Policies to reduce inequality in developing countries rely on accurate measures of the distribution of income and wealth at both the national and sub-national levels. This column argues that more needs to be done to make inequality studies more comprehensive. Specifically, many studies that focus on measurement of income and asset inequality would be improved by using a diverse set of indices rather than a single index. Other potential improvements would be pegging recommendations for policy interventions to an examination of the determinants of inequality, and applying a trend analysis of inequality rather than a snapshot study.
As a contribution to informing social policy, there has been increasing interest in measuring and examining various forms of inequality at the global, regional, and national levels. On inequality measurement in particular, some studies of the evolution of income (or wealth) inequality focus on a single measure such as the Gini index notwithstanding its potential limitations.
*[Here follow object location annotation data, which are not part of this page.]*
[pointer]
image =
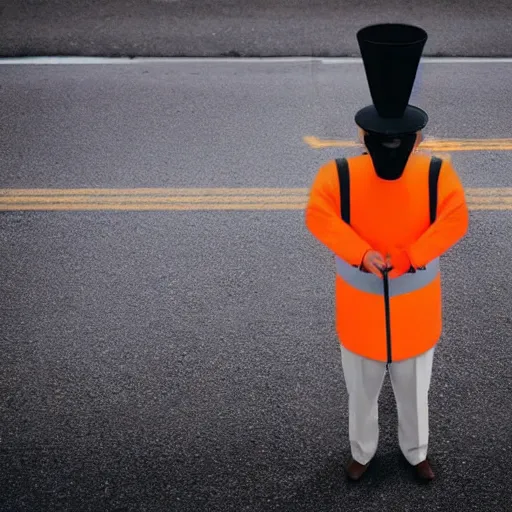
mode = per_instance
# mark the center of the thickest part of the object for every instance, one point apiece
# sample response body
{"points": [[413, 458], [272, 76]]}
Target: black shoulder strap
{"points": [[344, 181], [433, 177]]}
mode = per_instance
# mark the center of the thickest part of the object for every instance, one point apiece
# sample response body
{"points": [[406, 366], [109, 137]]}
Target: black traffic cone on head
{"points": [[391, 54]]}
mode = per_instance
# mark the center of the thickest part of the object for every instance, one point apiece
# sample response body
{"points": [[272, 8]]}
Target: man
{"points": [[388, 215]]}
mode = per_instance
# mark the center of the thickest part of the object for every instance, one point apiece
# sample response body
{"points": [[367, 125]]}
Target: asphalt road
{"points": [[187, 361], [243, 27]]}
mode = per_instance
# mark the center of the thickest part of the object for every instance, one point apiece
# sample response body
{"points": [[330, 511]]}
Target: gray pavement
{"points": [[246, 28], [185, 361]]}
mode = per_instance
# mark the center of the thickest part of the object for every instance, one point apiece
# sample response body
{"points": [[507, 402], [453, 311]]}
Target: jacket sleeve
{"points": [[324, 221], [450, 225]]}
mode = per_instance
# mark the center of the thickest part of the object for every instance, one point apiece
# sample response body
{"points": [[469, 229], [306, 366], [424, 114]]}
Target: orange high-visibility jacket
{"points": [[386, 214]]}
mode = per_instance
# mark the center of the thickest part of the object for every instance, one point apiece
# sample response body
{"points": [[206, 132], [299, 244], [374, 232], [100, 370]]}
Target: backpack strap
{"points": [[433, 177], [344, 181]]}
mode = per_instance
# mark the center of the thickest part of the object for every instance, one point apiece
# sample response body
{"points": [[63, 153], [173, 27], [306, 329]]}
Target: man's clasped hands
{"points": [[396, 261]]}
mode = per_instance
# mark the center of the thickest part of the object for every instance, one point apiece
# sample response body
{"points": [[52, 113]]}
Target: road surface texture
{"points": [[187, 360], [247, 28]]}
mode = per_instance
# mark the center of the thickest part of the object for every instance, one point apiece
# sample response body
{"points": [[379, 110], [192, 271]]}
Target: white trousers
{"points": [[410, 380]]}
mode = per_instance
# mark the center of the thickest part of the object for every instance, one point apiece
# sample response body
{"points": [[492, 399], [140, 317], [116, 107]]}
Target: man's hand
{"points": [[374, 262]]}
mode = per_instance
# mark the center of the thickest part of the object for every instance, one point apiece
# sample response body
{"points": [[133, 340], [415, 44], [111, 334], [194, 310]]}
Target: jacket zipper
{"points": [[388, 319]]}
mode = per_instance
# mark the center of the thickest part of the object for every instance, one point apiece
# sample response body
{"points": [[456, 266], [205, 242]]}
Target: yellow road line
{"points": [[197, 199], [430, 144]]}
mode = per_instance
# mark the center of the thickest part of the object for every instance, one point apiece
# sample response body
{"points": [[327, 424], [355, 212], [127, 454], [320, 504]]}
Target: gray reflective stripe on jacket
{"points": [[370, 283]]}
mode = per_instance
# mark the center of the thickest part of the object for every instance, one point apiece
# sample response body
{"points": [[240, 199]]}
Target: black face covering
{"points": [[389, 153]]}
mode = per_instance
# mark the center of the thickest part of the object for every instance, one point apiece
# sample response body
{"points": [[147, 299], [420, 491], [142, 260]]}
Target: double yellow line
{"points": [[154, 199], [187, 199]]}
Although studies using the Gini index are quite informative, the indicator does not distinguish dissimilar kinds of inequality. As an example, diverse patterns of income distribution may result in similar Gini coefficient values. This limitation can be lessened by using other indices for measuring inequality such as the Atkinson index and the generalized entropy (GE) indices.
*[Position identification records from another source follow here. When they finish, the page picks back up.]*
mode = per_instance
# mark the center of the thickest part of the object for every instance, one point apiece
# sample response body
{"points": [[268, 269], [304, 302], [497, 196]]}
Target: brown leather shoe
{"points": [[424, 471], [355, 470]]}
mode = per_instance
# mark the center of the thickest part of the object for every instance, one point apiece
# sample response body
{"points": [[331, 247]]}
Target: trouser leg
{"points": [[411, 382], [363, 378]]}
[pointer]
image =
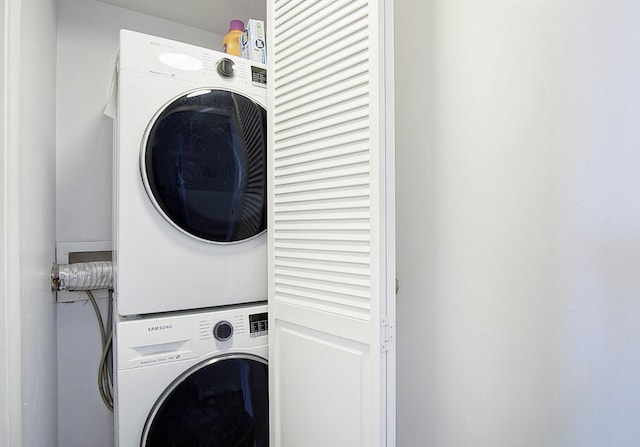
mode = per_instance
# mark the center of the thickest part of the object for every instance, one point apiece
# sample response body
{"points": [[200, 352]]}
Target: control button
{"points": [[225, 68], [223, 330]]}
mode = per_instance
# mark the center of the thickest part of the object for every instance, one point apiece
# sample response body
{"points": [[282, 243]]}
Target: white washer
{"points": [[193, 378], [189, 177]]}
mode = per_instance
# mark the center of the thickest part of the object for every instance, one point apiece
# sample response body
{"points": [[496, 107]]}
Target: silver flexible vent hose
{"points": [[82, 276]]}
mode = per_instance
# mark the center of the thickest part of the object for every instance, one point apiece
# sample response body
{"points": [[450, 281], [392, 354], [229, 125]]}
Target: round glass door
{"points": [[220, 403], [203, 164]]}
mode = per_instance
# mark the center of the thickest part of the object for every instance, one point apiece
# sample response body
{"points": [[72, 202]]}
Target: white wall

A single measure of inequality is also inadequate for capturing different trends in inequality at the bottom, middle, and top parts of income distribution. While inequality trends may vary at different parts of income distribution, some indices are more responsive to changes in, say, the middle (the Gini) part of the income distribution. It is thus prudent to complement the Gini index with other measures such as the Atkinson index in a comprehensive trend analysis of inequality.
Even in cases where inequality is measured using diverse indices, care should be taken to examine the factors driving disparity to avoid inaccurate recommendations.
For example, there are studies indicating that reducing rural-urban inequality would be an effective intervention for reducing overall inequality. But such a recommendation may be misleading if it is not based on a study of the drivers of inequality. If, say, decomposition of urban and rural inequality suggests that most of the inequality can be attributed to inequality within urban areas and within rural areas, then reducing inequality in rural areas compared with urban areas would have no effect on overall inequality.
The other major weakness of inequality studies is a focus on the evolution of total inequality without supplementing it with the dynamics of subnational or regional forms of inequality. This again is undesirable since numerous studies show that there is usually no correspondence in the changes in inequality over time at subnational levels and between urban and rural regions. This is complicated further by the possibility of distinct economic sectors within rural areas, such as between smallholders and other rural families.
The key point here is that the evolution of inequality is expected to vary by locality, and analyses of total inequality ought to be firmed up by careful analyses of inequality at the subnational level, including rural versus urban inequality. This suggests that different localities within the same country may require diverse interventions to stem inequality.
The need to employ diverse measures of inequality and to analyze its determinants carefully should be a sine qua non for studies that intend to provide effective evidence-based prescriptions for redistributive social policy.